Interval funds are closed-end mutual funds that don’t trade publicly on an exchange. These funds are so named because they offer to repurchase a percentage of outstanding shares at periodic intervals.

Investing in interval funds can be attractive since they have the potential to generate higher yields. However, they’re less liquid than other types of funds, owing to the restrictions around when and how you can sell your shares.

Key Points

•   Interval funds are closed-end mutual funds that offer to repurchase a percentage of outstanding shares at periodic intervals.

•   Investing in interval funds can generate higher yields but they are less liquid compared to other funds.

•   Interval funds make periodic repurchase offers to shareholders based on a schedule set in the fund’s prospectus.

•   Interval funds may hold a variety of underlying investments such as private credit, real estate, private equity, venture capital, and infrastructure.

•   Interval funds differ from closed-end funds and mutual funds in terms of trading on an exchange, initial public offering, and liquidity.

How Do Interval Funds Work?

Interval funds are alternative investments that work by making periodic repurchase offers to shareholders according to a schedule set in the fund’s prospectus.

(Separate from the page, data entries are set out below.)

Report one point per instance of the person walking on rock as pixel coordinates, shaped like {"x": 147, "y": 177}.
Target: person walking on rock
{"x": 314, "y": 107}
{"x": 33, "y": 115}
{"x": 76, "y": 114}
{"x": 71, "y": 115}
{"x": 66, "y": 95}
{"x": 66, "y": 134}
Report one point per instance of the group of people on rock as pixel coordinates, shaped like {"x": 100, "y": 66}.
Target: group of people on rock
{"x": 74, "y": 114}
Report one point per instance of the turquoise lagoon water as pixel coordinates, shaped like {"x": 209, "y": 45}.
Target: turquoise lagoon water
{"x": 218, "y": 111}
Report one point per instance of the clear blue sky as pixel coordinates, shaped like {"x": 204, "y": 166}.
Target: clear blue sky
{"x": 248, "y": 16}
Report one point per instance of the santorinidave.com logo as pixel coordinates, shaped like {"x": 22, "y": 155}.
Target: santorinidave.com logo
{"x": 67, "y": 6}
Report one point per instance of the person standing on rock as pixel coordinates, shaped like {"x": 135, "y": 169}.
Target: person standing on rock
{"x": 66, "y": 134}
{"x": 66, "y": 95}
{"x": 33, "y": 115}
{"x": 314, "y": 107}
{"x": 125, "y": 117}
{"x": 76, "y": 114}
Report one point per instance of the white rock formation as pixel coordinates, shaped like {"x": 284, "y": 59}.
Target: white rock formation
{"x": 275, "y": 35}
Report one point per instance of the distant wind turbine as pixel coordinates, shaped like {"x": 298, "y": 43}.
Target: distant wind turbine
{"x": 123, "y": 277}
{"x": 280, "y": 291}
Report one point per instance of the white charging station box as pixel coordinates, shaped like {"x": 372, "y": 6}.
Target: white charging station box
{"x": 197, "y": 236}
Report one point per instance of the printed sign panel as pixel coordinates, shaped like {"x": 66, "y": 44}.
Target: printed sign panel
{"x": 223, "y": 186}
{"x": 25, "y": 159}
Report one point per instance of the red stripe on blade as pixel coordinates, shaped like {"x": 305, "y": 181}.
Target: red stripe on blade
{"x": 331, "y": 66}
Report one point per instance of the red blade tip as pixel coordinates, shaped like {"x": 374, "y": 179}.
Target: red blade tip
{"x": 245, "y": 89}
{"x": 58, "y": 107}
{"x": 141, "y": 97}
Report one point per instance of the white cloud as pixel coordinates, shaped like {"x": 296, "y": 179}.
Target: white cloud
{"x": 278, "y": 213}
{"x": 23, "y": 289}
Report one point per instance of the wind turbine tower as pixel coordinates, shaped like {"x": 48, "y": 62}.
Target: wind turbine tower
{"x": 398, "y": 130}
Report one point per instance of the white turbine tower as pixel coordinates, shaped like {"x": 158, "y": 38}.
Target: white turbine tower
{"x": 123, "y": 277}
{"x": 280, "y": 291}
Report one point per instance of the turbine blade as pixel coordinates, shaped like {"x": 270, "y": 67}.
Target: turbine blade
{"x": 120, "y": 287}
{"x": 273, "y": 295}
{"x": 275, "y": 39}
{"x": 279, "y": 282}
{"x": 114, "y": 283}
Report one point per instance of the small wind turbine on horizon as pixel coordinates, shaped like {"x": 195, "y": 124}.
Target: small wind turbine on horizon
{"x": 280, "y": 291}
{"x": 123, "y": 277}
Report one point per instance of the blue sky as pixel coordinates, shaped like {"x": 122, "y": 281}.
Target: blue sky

Shareholders are not obligated to accept the offer but if they do, they receive a share price that’s based on net asset value (NAV). Repurchase intervals may occur quarterly, biannually, or annually.

These funds typically rely on an active management strategy, which is designed to produce returns that outpace the market. But because of the types of investments held by interval funds, as well as the fund’s structure, the trade-offs are potentially higher risk and far less liquidity.

💡 Quick Tip: While investing directly in alternative assets often requires high minimum amounts, investing in alts through a mutual fund or ETF generally involves a low minimum requirement, making them accessible to retail investors.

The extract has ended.